Newer parts of the region have downtown centers linked by networks of arterial roads and expressways, employment districts with most of the region's jobs, and ethnically diverse suburbs where English is a minority language.
About half the population is foreign-born-the highest proportion in the developed world.
Population growth because of immigration-almost three million in thirty years-shows few signs of abating, but recently implemented regional strategies aim to contain future urban expansion within a greenbelt and to accommodate growth by increasing densities in designated urban centers served by public transit. Toronto: Transformations in a City and Its Region traces the city's development from a British colonial outpost established in 1793 to the multicultural, polycentric metropolitan region of today.

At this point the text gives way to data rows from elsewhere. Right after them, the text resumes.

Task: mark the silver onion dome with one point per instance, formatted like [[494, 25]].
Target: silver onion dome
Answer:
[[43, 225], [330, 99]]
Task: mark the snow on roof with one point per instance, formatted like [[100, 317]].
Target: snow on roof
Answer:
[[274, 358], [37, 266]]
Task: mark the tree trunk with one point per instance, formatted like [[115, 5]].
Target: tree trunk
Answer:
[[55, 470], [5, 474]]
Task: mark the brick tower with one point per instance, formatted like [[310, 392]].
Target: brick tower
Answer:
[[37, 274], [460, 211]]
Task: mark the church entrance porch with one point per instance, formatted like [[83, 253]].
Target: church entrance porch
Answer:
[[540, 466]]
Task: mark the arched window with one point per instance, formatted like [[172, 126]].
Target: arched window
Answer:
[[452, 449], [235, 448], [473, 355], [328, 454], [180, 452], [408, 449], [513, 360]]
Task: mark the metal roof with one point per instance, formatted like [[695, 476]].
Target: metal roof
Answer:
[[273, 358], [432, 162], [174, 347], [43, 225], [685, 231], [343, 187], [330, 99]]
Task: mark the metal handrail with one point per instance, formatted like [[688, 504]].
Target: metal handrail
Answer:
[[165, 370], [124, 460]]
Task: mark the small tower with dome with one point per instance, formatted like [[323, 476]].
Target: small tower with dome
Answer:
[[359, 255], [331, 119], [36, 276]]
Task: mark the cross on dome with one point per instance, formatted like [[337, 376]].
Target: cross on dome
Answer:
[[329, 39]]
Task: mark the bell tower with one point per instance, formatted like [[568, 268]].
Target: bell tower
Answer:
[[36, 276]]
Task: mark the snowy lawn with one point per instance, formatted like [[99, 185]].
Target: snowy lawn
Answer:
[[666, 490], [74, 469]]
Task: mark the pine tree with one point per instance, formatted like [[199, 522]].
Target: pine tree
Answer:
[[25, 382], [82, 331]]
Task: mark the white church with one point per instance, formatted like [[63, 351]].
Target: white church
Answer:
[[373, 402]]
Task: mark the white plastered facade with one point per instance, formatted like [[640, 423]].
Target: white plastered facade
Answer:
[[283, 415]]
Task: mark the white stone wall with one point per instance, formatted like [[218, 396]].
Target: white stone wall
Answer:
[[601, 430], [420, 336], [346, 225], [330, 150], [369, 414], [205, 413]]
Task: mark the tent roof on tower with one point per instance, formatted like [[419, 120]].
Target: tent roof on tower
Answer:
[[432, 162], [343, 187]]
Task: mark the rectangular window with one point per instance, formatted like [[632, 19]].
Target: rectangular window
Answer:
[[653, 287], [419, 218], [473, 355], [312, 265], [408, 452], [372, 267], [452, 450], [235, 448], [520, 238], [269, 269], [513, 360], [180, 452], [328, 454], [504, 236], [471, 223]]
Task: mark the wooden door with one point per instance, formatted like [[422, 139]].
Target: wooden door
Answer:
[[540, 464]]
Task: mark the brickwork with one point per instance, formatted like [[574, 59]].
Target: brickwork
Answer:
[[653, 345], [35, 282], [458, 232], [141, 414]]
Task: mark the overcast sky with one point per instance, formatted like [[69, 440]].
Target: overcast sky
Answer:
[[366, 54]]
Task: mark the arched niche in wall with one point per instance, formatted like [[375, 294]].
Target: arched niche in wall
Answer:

Though the original grid survey and much of the streetcar city created a century ago have endured, they have been supplemented by remarkable changes over the past fifty years in the context of economic and social globalization.
Geographer Edward Relph's broad-stroke portrait of the urban region draws on the ideas of two renowned Torontonians-Jane Jacobs and Marshall McLuhan-to provide an interpretation of how its current forms and landscapes came to be as they are, the values they embody, and how they may change once again.